Il giro dell’Italia lo fa davvero, questo centesimo Giro d’Italia, partito oggi da Alghero sotto un bel sole, e precipitato su Olbia dopo 200 chilometri e spiccioli passati a ricalcare il profilo settentrionale della Sardegna. Si rimane qui tre giorni, per spostarsi in Sicilia e poi arrancare su su per lo stivale da Reggio a Milano. Saggia scelta, in controtendenza rispetto alle edizioni in cui l’esigenza di racimolare quattrini aveva spinto gli organizzatori a inventarsi partenze all’estero più o meno ben riuscite, dalla deserta Danimarca al Belgio minerario, ricco di memoria popolare e ciclistica nostrana. La memoria la prende di petto questo Giro, quella dei suoi eroi e quella del Paese. Bartali, Coppi e Pantani li si passa a trovare a casa. E a casa sua ci aspetta anche Gimondi.
Non tira, per la verità, aria di festa. Si parte senza Michele Scarponi, vittima di un incidente maledetto e sepolto coi panni del ciclista «perché così tornava a casa dal lavoro». Quel mezzo sorriso ironico lo portava sempre stampato sulla faccia, anche quando durava una fatica bestia. L’unica volta che lo ha dismesso è stato per ritirare una maglia rosa a posteriori, per via del filetto troppo speziato di Alberto Contador. Quella non era la sua festa. L’avrebbe meritata sulla strada.
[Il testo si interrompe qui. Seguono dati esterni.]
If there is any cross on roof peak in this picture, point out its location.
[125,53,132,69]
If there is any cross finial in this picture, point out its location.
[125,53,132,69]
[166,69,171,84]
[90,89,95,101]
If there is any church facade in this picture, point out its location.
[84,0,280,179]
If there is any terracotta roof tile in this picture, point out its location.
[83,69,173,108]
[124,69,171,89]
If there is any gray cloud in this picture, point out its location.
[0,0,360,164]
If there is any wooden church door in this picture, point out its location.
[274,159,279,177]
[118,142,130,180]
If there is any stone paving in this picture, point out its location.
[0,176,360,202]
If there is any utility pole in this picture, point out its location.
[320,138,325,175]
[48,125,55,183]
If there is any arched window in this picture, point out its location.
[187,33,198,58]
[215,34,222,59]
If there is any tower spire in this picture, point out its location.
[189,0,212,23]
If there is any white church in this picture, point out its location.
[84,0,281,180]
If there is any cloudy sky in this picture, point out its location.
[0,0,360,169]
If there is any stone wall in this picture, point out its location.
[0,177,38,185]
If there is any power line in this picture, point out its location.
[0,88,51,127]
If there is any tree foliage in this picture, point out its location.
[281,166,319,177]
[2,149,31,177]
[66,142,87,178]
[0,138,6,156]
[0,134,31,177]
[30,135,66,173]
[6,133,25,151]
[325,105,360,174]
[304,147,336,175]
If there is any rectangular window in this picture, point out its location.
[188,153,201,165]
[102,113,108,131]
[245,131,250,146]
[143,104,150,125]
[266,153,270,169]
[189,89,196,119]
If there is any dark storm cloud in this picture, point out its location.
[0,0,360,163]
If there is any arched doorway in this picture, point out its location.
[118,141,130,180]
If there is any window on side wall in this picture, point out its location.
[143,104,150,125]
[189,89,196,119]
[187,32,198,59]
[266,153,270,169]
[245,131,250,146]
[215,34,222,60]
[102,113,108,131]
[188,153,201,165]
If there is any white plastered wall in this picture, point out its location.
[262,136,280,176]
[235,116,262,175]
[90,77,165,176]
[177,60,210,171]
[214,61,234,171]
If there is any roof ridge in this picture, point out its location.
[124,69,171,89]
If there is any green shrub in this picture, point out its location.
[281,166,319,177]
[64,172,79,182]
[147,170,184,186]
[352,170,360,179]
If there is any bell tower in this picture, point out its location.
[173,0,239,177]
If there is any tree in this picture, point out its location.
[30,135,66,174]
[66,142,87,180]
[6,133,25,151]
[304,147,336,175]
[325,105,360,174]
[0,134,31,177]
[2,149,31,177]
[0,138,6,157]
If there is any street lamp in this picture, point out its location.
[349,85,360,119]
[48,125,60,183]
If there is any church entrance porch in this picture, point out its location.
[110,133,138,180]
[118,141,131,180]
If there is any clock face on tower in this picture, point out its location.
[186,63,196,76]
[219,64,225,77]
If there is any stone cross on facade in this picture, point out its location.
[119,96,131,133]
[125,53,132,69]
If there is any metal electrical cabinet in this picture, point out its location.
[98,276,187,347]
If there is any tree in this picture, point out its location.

Quest’anno gli avevano riconsegnato i gradi di capitano, per la caduta di Fabio Aru che ha tolto a noi un protagonista sicuro e alla sua Sardegna la possibilità di abbracciarlo in corsa.

Non lo vedremo arrampicarsi sull’altipiano, nelle tappe decisive, come cento anni fa un altro grande sardo, Emilio Lussu, che lassù andò volontario per poi scendere socialista e rimanerlo tutta la vita.

Siccome si parla di assenze, c’è da prendere atto di quella di Ruffoni e Pirazzi, beccati all’antidoping. Rischia tutta la Bardiani, una delle due sole squadre italiane presenti. Manca anche Elia Viviani, campione olimpico che oggi probabilmente avrebbe vinto. La Sky gli ha preferito un gregario più affidabile per i due capitani, Landa e Thomas. Gli inglesi conoscono solo la tattica della fionda: tirare il gruppo come un elastico per tutta la tappa, e poi scagliare il leader come un sasso su per l’ultima salita. Funziona al Tour, il giro ha un andamento e un percorso troppo anarchici, per ora sono sempre stati respinti con perdite.

Ad Olbia la prima maglia rosa del centesimo giro d’Italia la prende un po’ a sorpresa il ciclista austriaco Lukas Pöstlberger, beffati così tutti i velocisti, che quest’oggi la difende a Tortolì.